Although I can’t relate to The Fosters, it’s oddly relatable. The parents who sit up in bed, talking and worrying about their teens: I’ve been there. The late night when you listen for the car pulling into the driveway: been there. The child whose life path you wonder about: ditto. The need to carve out some time for your marriage, for remembering who you were before children came along: been there, done that. Fortunately, my husband and I never had to endure the painful chaos of one child being in jail while another was dangerously depressed and a third was in the ICU. The Fosters’ sagas are simultaneously exhausting and exhilarating to me.
Certainly the Fosters—Lena and Stefanie—are not real, but to me (surely because of my home isolation), they have become so. I worry they’re getting enough sleep. I want to shake those kids and tell them to not act out. Just. For. One. Day. I think what draws me most to The Fosters is that the show is a poignantly real representation of familial love and concern. The children are not bad kids; they are lovable and real, and the parents are so unconditional in their imperfect devotion to them. No matter how messy your family gets, it’s the one part of your life that matters more than anything else… that makes you drop everything and hold your breath.
The Foster family with all their problems makes mine look tame.
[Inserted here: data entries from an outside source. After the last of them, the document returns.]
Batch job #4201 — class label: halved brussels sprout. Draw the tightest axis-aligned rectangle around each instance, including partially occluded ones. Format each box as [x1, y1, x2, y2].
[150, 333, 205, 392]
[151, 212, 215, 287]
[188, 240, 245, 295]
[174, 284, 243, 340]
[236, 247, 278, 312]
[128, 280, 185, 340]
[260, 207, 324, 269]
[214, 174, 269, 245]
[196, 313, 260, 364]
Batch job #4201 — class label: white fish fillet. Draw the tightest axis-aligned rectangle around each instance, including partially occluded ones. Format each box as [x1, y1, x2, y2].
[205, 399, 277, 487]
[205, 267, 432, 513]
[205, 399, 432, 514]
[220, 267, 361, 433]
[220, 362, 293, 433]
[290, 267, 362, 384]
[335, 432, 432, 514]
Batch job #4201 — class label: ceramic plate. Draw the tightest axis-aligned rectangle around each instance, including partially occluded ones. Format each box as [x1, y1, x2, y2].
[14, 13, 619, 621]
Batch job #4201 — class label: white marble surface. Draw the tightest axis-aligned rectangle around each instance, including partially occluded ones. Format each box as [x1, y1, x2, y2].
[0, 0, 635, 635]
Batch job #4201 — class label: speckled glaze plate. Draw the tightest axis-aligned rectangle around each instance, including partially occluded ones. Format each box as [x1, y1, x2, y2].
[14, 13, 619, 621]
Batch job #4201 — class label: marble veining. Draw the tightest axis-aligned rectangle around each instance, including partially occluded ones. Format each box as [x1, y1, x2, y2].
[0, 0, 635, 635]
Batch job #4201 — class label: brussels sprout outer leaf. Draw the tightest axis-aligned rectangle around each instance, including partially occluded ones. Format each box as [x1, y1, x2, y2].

My linen closet is a mess, but no daughter is dealing drugs. I baked a cake that could double as a door stop, but we’re not coping with a traumatic brain injury. Perhaps what’s been so therapeutic about binge watching The Fosters is that for an hour it takes me away from my concern for our nation’s healthcare workers; it keeps me from thinking about the lonely elderly friends I have; it makes my daughter’s sty of a bedroom smell of roses. No matter what the real news is, the Fosters are undoubtedly facing worse. And staying together.
Ever so gradually, the Fosters are effecting quarantine-era delirium in me. I have found myself irrationally consumed with how often the Fosters grocery shop and how overflowing their fruit bowl is (yet I never see anyone eat fruit, nor does any of it ever go bad). Their bedroom décor makes me wonder about the life of a set decorator and how such discordant colors are chosen to co-exist. One day I hit “pause” repeatedly to try to figure out where the pipes run in the new garage apartment. That was the evening I told my husband it was about time the Fosters expanded their house, and realized I was over-sharing.
In the early days of watching the show, I was annoyed by the fact that Stef, a tough cop and one of the moms, addressed everyone with “my love” (as in, “We’ll get you out of that crack house, my love”) but over time, that term of endearment has become as reassuring as my favorite flannel. I even tried it out on my blue heeler Reese for an entire day (“Please stop passing gas, my love”) and thought about using that greeting with my husband and kids—but the words stuck in my sarcastic throat.
I will forever associate these COVID days with Lena, Stef, Brandon, Jude, Callie, Jesus and Mariana: my temporary friends and housemates. I’m not sure I should recommend watching The Fosters to gain perspective during this quarantine, but it does take you outside yourself. Although their family may not look like mine, they are functioning as all our families should during crises. Together. And one day at a time.